Im dritten Jahr in Folge haben Blankenburgs Touristiker einen Anstieg der Übernachtungszahlen registriert. Auch die Verweildauer steigt weiter - und das gegen den allgemeinen Trend.

Blankenburg l Urlauber fühlen sich in Blankenburg immer wohler. Nach Auswertung der Meldescheine der privaten Vermieter und Hotels der Stadt durch die Mitarbeiter der Tourist- und Kurinformation wurde erneut ein leichter Anstieg der Übernachtungszahlen registriert. Und das im dritten Jahr in Folge. "Im Wirtschaftsjahr 2014 übernachteten im Stadtgebiet insgesamt 42 497 Gäste. Im Vorjahr waren es 42 457", gab Astrid Hildebrand-Besecke, die Leiterin des Städtischen Kurbetriebs (SKB), bekannt. Insgesamt wurden im vergangenen Jahr 208 301 Übernachtungen gezählt. Das sind 5205 mehr, als noch im Vorjahr und entspricht einer leichten Steigerung von knapp 2,6 Prozent. Bei den kurtaxpflichtigen Übernachtungen bilanziert der SKB sogar eine Steigerung von vier Prozent. Laut Astrid Hildebrand-Besecke hat sich auch die durchschnitttliche Verweildauer von 4,78 Tagen auf nunmehr 4,9 Tage pro Gast wieder positiv entwickelt. "Damit liegt Blankenburg entgegen dem bundesweiten Trend der verkürzten Aufenthalte der Urlauber und Gäste", erklärte sie. Ein Großteil der erfassten Übernachtungsgäste sind nach wie vor Patienten der Teufelsbad-Fachklinik, deren Zahl seit Jahren nahezu konstant bei rund 100 000 liegt (siehe Infokasten).

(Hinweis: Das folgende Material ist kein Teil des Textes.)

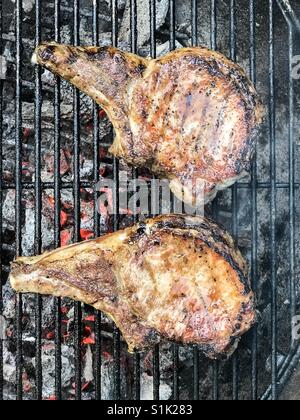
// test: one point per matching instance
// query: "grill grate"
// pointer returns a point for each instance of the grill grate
(279, 373)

Mit der Auswertung der Meldescheine sei gleichzeitig eine Quellgebietsanalyse einhergegangen. So kamen demnach die meisten inländischen Übernachtungsgäste überwiegend aus Niedersachsen, Sachsen-Anhalt und Sachsen. Von den ausländischen Übernachtungsgästen wählten am häufigsten Besucher aus den Niederlanden und Dänemark Blankenburg als Reiseziel. Diese "Stammkunden" werden von den Mitarbeitern der Tourist- und Kurinfo auf den Reisemessen vor Ort gezielt angesprochen.